Ryquell Armstead, RB, Temple
Armstead plays with a lot of controlled power. What I mean by that is he doesn't simply look for contact and lower his head every time he carries the football. When defenders get to him, they bounce off because he runs so hard. Armstead is a north-south back with light feet capable of delivering a quick spin move or efficient jump cut at the second level to make linebackers miss.
He's quicker than fast but sneaks through crevasses in the line between the tackles. Armstead won't hit many 50-yard home runs, but he's a blue-collar runner with deceptive athleticism who can be a quality No. 2 ball-carrier in the NFL because of his vision, wherewithal, and twitchiness.
Andre Dillard, OT, Washington State
Dillard needs to get stronger. There's no doubt about that. But he probably got more pass-protection reps than any other left tackle in the country over the past three seasons playing at Washington State, and his amazing athletic gifts allow him to stay under control and extraordinarily balanced essentially every time he's asked to block on a pass play.
He'll likely be tested the most against bull rushes, but if Dillard shows improved anchoring skills in Mobile, the Washington State star will prove his worth as a high-quality value pick in the 2019 class.
Myles Gaskin, RB, Washington
All Gaskin did in his four-year career with the Huskies was piece together four-straight 1,200-plus yard seasons with 57 rushing scores at a hefty 5.6 yards per pop.
He may not hit the 200-pound threshold, but Gaskin rarely takes big hits because of his subtle agility in tight quarters and has tremendous balance after absorbing contact. He's another "quicker than fast" back. I won't call him slow down the field though. Gaskin will beat some linebackers to the corner and once he gets there, he can shift it into top gear and get down the field in the hurry.
As his production indicates, Gaskin is simply a natural ball-carrier. He sees lanes before the blocks that open them are delivered, has a low center of gravity, and enough twitch to make dynamic cuts at all levels of the field. I won't be surprised if he's the most impressive back in Mobile.

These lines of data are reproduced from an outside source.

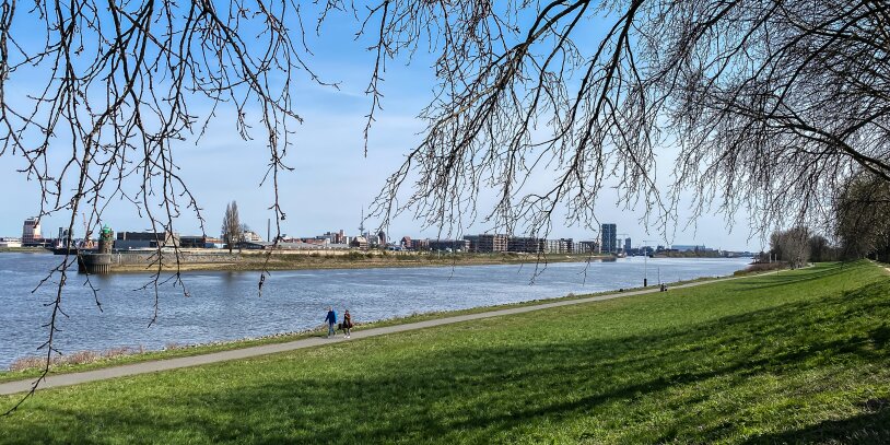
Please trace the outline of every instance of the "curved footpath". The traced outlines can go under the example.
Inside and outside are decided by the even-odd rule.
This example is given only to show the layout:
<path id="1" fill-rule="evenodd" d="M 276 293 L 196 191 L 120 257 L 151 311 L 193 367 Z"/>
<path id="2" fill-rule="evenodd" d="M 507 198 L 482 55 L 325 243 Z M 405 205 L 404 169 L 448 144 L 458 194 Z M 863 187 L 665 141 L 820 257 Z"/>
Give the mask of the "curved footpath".
<path id="1" fill-rule="evenodd" d="M 768 272 L 774 273 L 774 272 Z M 763 276 L 766 273 L 760 273 Z M 750 276 L 749 276 L 750 277 Z M 699 281 L 694 283 L 672 285 L 670 289 L 692 288 L 702 284 L 711 284 L 721 281 L 737 280 L 747 277 L 727 277 L 714 280 Z M 534 306 L 514 307 L 508 309 L 490 311 L 478 314 L 458 315 L 454 317 L 436 318 L 433 320 L 409 323 L 405 325 L 387 326 L 382 328 L 372 328 L 365 330 L 356 330 L 352 332 L 351 339 L 346 339 L 342 336 L 328 339 L 323 337 L 313 337 L 307 339 L 294 340 L 285 343 L 264 344 L 259 347 L 250 347 L 244 349 L 234 349 L 231 351 L 213 352 L 202 355 L 191 355 L 177 359 L 157 360 L 152 362 L 133 363 L 121 366 L 113 366 L 94 371 L 86 371 L 81 373 L 68 373 L 47 376 L 40 383 L 38 389 L 55 388 L 60 386 L 78 385 L 86 382 L 104 380 L 108 378 L 125 377 L 130 375 L 148 374 L 159 371 L 176 370 L 180 367 L 200 366 L 209 363 L 225 362 L 230 360 L 248 359 L 251 356 L 276 354 L 279 352 L 293 351 L 304 348 L 313 348 L 330 343 L 339 343 L 342 341 L 355 341 L 368 337 L 385 336 L 388 333 L 403 332 L 408 330 L 425 329 L 434 326 L 452 325 L 455 323 L 471 321 L 482 318 L 500 317 L 504 315 L 523 314 L 532 311 L 548 309 L 551 307 L 571 306 L 575 304 L 585 304 L 593 302 L 601 302 L 605 300 L 612 300 L 622 296 L 642 295 L 658 292 L 658 288 L 644 289 L 639 291 L 616 292 L 606 295 L 590 296 L 577 300 L 564 300 L 553 303 L 542 303 Z M 0 384 L 0 395 L 10 395 L 16 393 L 30 391 L 34 385 L 34 379 L 16 380 Z"/>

David Sills, WR, West Virginia
The 6-foot-4, 210-pound Sills caught a ridiculous 33 touchdowns over the past two seasons. And while he's somewhat slight of frame, his long-striding style helps him create separation down the field.
While an occasional drop isn't unusual, Sills is an effortless hands-catcher with a gigantic catch radius. He wasn't pressed often in the Big 12, but flashed the ability to win there with hand work and basketball-like crossovers.
Sills could land early on Day 3 and as he takes the first year or so to get stronger and to learn to master running more routes, he could be very useful as a towering field stretcher -- even as a "big slot" -- right away at the NFL level.
Chuma Edoga, OT, USC
Listed at 6-4 and 295 pounds, it's easy to guess Edoga's weakness as a blocker when it comes to projecting him to the next level. He's not heavy enough and doesn't play with another power at the point of attack. However, he glides in pass-protection and has long limbs, the ideal blend of physical attributes to control edge-rushers and away from his frame where they can out-muscle him.
Edoga will likely go later in the draft because of his strength deficiency which, after a year or two in an NFL conditioning program, could be totally eradicated.